Local inference for agentic LLMs often must balance model fidelity with GPU memory and runtime compatibility. Carnice-V2-27B GGUF addresses that tradeoff by shipping a BF16 SFT merge of Qwen/Qwen3.6-27B as multiple GGUF exports tailored for llama.cpp and Hermes-style agent traces — letting developers pick a quant tier that fits their hardware and agent workflow while preserving the SFT's instruction-following improvements.
Key Capabilities
- Multiple GGUF quant tiers with concrete target footprints: IQ2_M (~9.4GB) and Q2_K (~10GB) for 16GB-class GPUs, Q4/Q5 variants for higher-memory setups, Q8_0 near-lossless for large-memory rigs, and a full BF16 export for maximum fidelity. So what: you can trade memory for quality without rebuilding or re-SFTing the model.
- Merged BF16 SFT of Qwen3.6-27B tuned for Hermes-agent traces. So what: benchmarks included in the source SFT show improved instruction/prompt scores and lower held-out assistant-token loss compared with the Qwen3.6-27B base, indicating better assistant-style responses for agent use.
- llama.cpp / GGUF-first runtime posture. So what: the package is intended for local/offline inference using recent llama.cpp builds (older runtimes may not recognize the hybrid attention/SSM Qwen-style architecture), reducing friction for hobbyist and edge deployments.
Who it's for + tradeoffs
Great fit if you need a locally runnable, instruction-tuned 27B model for agentic workflows or conversational assistants and you want ready-made quantized GGUF files to try across 16–24GB GPUs. It’s useful for developers experimenting with Hermes-style trace agents, hobbyist inference, and offline evaluation.
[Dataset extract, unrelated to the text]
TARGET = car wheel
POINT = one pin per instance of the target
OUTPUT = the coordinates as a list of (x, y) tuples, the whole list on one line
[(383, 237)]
Look elsewhere if you require a production-managed cloud endpoint, formal evaluation beyond the source SFT, or strict reproducible benchmarks on your exact quant/runtime — the provided benchmarks are source SFT checks and you should validate them in your target runtime. Also, some quant types (IQ) require up-to-date runtimes and may fail on older GGUF loaders.
Where it fits
Carnice-V2-27B GGUF sits between large base models (Qwen3.6-27B) and full-production deployments: it’s a convenience distribution for local inference and agent prototyping rather than a hosted API product. Use it to iterate locally, then reproduce desirable quant/serving settings for production-grade serving if needed.
Notes: pick IQ2_M for 16GB targets if your runtime supports IQ quant formats; fall back to Q2_K for wider compatibility. Expect to tune KV cache/context parameters for long-context runs on constrained GPUs.